Small as an Elephant - Jennifer Richard Jacobson [26]
He couldn’t wait to see Mrs. Olson’s face when he gave her this bag. He felt like Santa delivering a sack of presents. But before going to her door, he snuck into the barn. He dropped the bag and grabbed the box of cereal bars, then climbed into the loft. There he devoured one bar in four bites. A few crumbs remained in the package. He remembered an elephant his mom once told him about, who was captive but each day put aside a little of his grain for a mouse to eat. Jack made a little mound with the crumbs on the spot where he had slept.
He dumped the five remaining bars into his backpack, hid the cardboard box under the wooden table, and placed the toy elephant securely in his pocket.
On Mrs. Olson’s doorstep was his bag of vegetables, with a little note that said Thank you. Jack rang her doorbell, eager to show her all he had brought, but she didn’t answer. Maybe she wasn’t home, but he suspected otherwise. He suspected it was something else that kept her from opening the door. A kind of pride, maybe.
Jack picked up his vegetables, threw on his backpack, and started his 248-mile walk home.
As the bus traveled to the mainland, Jack read the schedule and tried to decide on the best place to get off. The farthest point the bus traveled to was the IGA in Trenton. He was pretty sure the IGA was a supermarket; he and his mother had gone to one in Mattapan.
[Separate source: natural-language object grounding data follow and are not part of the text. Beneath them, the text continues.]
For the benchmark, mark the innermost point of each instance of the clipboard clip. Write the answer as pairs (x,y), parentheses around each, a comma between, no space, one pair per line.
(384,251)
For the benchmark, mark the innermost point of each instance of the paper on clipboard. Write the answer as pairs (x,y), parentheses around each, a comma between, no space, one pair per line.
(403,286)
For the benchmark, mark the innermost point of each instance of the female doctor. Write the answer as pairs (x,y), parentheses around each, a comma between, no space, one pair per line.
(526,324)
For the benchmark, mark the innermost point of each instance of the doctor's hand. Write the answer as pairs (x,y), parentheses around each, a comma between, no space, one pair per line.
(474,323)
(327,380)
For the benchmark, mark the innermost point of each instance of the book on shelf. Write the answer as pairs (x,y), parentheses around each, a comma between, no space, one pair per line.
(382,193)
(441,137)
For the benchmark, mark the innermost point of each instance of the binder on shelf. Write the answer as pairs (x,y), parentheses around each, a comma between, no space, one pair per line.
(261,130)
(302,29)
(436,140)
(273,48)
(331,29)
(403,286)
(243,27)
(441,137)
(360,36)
He remembered because they had tried to guess what the letters in the name stood for:
INTERESTING GREEN APPLES
INTERNATIONAL GRAPES AVAILABLE
ISLAND GROCERIES ALWAYS
IRATE GRUMPY ASSOCIATES
INCREDIBLE GRAINS ADVERTISED
IMPERIAL GRAY ASPHALT
Every idea was unbelievably stupid, but they had had fun just the same.
So, he could get off at the IGA, but he suspected it would be in a pretty populated area, and he would need to find a place to camp out. The bus wouldn’t arrive until about four; it was dark these days by seven — kind of late to begin walking south. Plus, he was tired from all the trips he’d already taken between Mrs. Olson’s farm and Bar Harbor.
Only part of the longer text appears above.